Giurisprudenza - CORTE DI CASSAZIONE - Sentenza 23 settembre 2016, n. 18687

Tributi - IRPEF, IVA ed IRAP - Avviso di accertamento

 

Ritenuto in fatto

 

1. Con sentenza n.331/04/08, la Commissione Tributaria Regionale della Campania rigettava l'appello proposto da C.E. avverso la sentenza di primo grado, con la quale era stato disatteso il suo ricorso nei confronti del diniego di autotutela per l'annullamento dell'avviso di accertamento, emesso dall'Ufficio ai fini IRPEF, IVA ed IRAP per l'anno di imposta 1999.

2. Il contribuente ricorre per cassazione avverso la decisione di appello su due motivi; l'Agenzia delle entrate replica con controricorso.

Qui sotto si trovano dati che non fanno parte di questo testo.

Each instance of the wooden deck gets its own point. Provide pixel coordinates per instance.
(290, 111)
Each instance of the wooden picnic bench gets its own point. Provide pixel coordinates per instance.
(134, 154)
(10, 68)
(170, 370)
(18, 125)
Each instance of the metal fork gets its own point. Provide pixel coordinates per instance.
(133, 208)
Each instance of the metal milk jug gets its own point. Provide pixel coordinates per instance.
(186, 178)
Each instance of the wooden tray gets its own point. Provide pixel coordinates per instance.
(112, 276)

La causa perviene all'odierna udienza pubblica a seguito di rinvio a nuovo ruolo disposto all'adunanza camerale del 16.05.2012.

 

Considerato in diritto

 

1.1. Il contribuente con i due motivi deduce la nullità dell'impugnata sentenza per difformità tra il chiesto ed il pronunciato ex art. 112 cpc (art. 360, comma 1, n. 4, cpc), nonché la violazione e falsa applicazione degli artt. 3, L. n. 241/1990, 7, commi 1 e 2, della L. n. 212/2000 (art. 360, comma 1, n. 3, cpc).

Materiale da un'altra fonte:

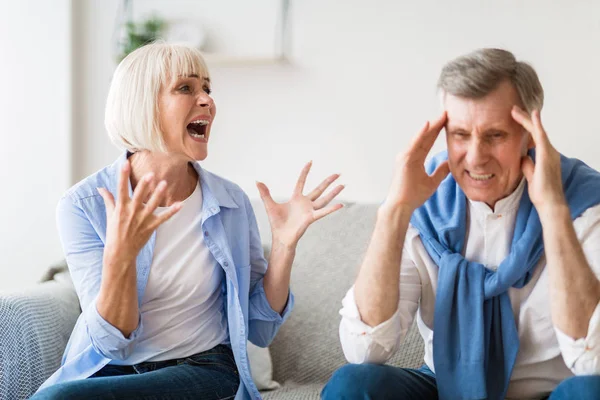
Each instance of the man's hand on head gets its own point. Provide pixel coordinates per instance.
(411, 185)
(544, 177)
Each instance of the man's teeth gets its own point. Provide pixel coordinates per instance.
(480, 177)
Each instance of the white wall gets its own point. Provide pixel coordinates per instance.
(35, 154)
(361, 83)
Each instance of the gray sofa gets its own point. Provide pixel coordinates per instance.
(35, 324)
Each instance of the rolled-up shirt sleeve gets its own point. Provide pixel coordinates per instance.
(84, 251)
(362, 343)
(264, 322)
(582, 355)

1.2. Il ricorso è inammissibile.

1.3 Occorre premettere che la sentenza impugnata, in quanto pubblicata in data 05.11.2008 - ossia nel periodo compreso tra il 2 marzo 2006 ed il 4 luglio 2009, intercettato dalla disciplina transitoria di cui alla L. 18 giugno 2009, n. 69, art. 58, comma 5 - è soggetta al regime (successivamente abrogato) dell'art. 366-bis cpc, il quale è stato fatto oggetto di approfondita ed ormai consolidata lettura ermeneutica ad opera di questa Corte.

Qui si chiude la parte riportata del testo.